Everyone, including Kasumi noted that the Saotome youth was wild-eyed and laughing maniacally.
Akane thought it wise to speak with him, "Ranma?"
He bowed at the waist, "Yes, Akane? What might I do for you on this fine evening?" Ranma's eyes were bugging out of his skull with vacant joy and he bore a dopey grin.
"You're acting weirder than usual. What's going on?" Akane seemed more concerned than upset.
"I've done it! I've found the way!" He giggled crazily, the pitch nearly-rivaling that of his female self.
"What have you found? What way?" She grew impatient, but tried to keep an even temper.
Ranma winked, waggling his finger in the air, "You'll find out soon enough!"
Knowing for sure that her fiancee had lost it, Akane quietly left his room.
That night, Ranma stole down to the local office supply store, after it had closed for the evening and broke in. "Why didn't I think of this sooner?"

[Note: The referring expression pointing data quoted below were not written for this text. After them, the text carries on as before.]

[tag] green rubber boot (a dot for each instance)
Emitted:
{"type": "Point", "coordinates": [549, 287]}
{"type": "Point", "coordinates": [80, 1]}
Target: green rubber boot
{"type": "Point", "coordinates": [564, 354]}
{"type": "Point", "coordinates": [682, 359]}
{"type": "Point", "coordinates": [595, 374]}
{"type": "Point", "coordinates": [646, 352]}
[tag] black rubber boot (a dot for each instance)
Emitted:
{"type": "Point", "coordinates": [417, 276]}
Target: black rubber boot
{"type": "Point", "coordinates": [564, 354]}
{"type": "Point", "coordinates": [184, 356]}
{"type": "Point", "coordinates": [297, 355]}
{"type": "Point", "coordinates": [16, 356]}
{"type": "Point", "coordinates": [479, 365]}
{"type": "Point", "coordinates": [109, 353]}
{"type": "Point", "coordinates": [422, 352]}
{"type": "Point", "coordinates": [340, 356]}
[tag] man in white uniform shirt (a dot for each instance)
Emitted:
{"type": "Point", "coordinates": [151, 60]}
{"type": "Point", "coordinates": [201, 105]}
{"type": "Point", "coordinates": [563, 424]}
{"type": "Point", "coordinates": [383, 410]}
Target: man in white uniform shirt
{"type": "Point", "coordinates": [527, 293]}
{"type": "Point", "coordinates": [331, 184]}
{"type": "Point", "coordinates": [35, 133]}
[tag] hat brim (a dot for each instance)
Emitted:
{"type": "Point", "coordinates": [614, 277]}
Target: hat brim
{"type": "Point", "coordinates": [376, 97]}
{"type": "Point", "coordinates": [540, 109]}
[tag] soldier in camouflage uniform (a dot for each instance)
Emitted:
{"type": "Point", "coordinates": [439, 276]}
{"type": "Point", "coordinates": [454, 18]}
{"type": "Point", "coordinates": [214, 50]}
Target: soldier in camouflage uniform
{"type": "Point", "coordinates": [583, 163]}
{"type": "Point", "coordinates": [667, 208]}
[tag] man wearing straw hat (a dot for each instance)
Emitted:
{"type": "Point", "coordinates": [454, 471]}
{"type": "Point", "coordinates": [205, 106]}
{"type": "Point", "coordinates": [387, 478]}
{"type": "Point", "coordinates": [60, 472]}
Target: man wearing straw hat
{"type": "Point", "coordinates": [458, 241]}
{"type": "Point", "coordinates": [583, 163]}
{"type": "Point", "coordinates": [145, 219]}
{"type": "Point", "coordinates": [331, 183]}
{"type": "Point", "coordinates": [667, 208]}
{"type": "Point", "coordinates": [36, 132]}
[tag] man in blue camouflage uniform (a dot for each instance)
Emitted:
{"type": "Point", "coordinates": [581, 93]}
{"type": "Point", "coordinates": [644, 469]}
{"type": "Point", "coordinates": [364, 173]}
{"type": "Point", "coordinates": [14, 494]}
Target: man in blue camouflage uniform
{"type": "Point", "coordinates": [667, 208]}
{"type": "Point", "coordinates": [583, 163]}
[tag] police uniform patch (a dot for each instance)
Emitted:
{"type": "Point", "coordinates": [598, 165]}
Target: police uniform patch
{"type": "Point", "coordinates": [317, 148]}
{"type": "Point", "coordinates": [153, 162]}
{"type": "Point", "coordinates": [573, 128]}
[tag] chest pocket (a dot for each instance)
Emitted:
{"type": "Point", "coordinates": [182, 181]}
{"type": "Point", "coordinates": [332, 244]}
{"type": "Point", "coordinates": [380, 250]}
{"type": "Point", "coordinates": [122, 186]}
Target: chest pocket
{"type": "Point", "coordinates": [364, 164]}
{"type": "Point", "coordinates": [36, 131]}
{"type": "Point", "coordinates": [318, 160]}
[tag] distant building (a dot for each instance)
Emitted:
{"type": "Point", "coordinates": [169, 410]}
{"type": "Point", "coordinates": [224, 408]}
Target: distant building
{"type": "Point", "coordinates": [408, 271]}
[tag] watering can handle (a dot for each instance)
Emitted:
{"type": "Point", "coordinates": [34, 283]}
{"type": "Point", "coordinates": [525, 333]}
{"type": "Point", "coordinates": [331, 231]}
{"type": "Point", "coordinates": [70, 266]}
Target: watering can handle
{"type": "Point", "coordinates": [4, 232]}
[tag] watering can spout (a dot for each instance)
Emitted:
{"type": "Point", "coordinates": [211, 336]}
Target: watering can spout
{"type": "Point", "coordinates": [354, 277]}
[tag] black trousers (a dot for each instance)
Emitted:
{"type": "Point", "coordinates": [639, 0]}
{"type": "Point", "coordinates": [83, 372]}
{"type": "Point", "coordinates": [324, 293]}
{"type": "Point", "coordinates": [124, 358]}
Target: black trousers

The next morning a low-paid assistant manager noticed that a window was broken as he unlocked the front door of the office superstore where he worked. He turned on the lights to find that everything appeared to still be in order until he arrived in the packing supply department.
There, lying most assuredly dead on the counter, was a pig-tailed young man in chinese clothes, sealed in shrinkwrap.
Ranma had found the cure.
-DONE- Notes: Why bother, but hey, it's all about me now! First of all, I hope you all realize that Ranma had no intention of dying. That was a side-effect of his shrinkwrapping. This was the first fan fic I ever finished. I'm proud of myself. Ranma did really find a cure. I mean, shrink-wrapping oneself would prevent any unwanted outside moisture from getting in. Oh, hell, you guys are no fun. I thought of this when I saw Ranma laughing maniacally in the episode where the cat-fist is first introduced. Flames, please! I mean, nicey-nice words would be nice but I may as well say that I hope that I somebody rips me a new one over this "DARK FIC" (rolling thunder, organ groans) which I secretly didn't label as "DARK FIC" (rolling thunder, organ groans). Or maybe it was really "STUPID FIC" (rolling mimes, kazoo squeal). Either way Feedback is always appreciated regardless of the type.